On difficulties in writing the history of Romanian architecture

Ana Maria Zahariade

SUMMARY

In Romania, the systematic recording of the architectural past was born in the first half of the 20th century. The narratives of the first generation of architectural historians were fostered by the ethos (and chimeras) of the late 1800’s eruptive modernisation, and bore the particularities, inconsistencies and fluctuations of that process. Their histories remained uncritically descriptive, centred on “objects” and styles, focused on aesthetics, avoiding social and political issues…; with few exceptions, they are self-centred architectural records, arbitrarily secluded inside the national borders.

Even younger and frailer, history of modern architecture, added its own problematic issues.
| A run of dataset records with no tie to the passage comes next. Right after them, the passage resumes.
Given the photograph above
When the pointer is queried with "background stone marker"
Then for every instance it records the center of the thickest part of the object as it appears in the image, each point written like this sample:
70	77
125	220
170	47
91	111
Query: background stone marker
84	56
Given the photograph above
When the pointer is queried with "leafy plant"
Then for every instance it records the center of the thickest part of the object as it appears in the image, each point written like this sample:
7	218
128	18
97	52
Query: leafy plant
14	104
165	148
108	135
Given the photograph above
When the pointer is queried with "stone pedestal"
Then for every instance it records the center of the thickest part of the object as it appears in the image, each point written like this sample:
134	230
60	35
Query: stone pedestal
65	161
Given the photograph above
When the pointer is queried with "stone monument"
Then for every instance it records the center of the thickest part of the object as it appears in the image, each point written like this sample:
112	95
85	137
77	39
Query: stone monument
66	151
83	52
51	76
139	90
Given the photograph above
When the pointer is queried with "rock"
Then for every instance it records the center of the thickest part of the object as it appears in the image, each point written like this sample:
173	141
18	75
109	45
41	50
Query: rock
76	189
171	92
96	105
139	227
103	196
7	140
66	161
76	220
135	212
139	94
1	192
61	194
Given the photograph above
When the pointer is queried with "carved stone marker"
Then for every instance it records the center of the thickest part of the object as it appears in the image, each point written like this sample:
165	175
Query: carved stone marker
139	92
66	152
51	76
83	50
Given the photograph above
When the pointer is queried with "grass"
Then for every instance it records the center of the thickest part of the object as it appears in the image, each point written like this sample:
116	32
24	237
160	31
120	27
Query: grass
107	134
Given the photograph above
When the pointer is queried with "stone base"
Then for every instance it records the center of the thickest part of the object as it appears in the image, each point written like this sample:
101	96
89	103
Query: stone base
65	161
Communism, another instance of modernisation, split it in two distinct histories, each condemned to deeper isolation. The first, the interwar period, obnubilated by the regime, is nowadays idealised and resurfaces vigorously. The second, the communist phase, glorified at the time but shunned after 1989, is even more challenging: from biased and unreliable records to questioning how to write the history of an epoch ideologically suspect to such an extent. Today, its study is rather the individual endeavour of a few researchers who lean over various stretches and issues. Their number is growing, denoting an increasing interest; yet, the history waits to be (re-)written and to surpass the inherited “isolationism”.

In this respect, I chose to skim through the recent Romanian architectural historiography and to examine its difficulties in interpreting and “geometrising” the facts. Discussing them with historians in the CEE region who, probably, have encountered similar problems, might build a common critical apparatus capable to recuperate the meaning of the local in negotiation with the transnational.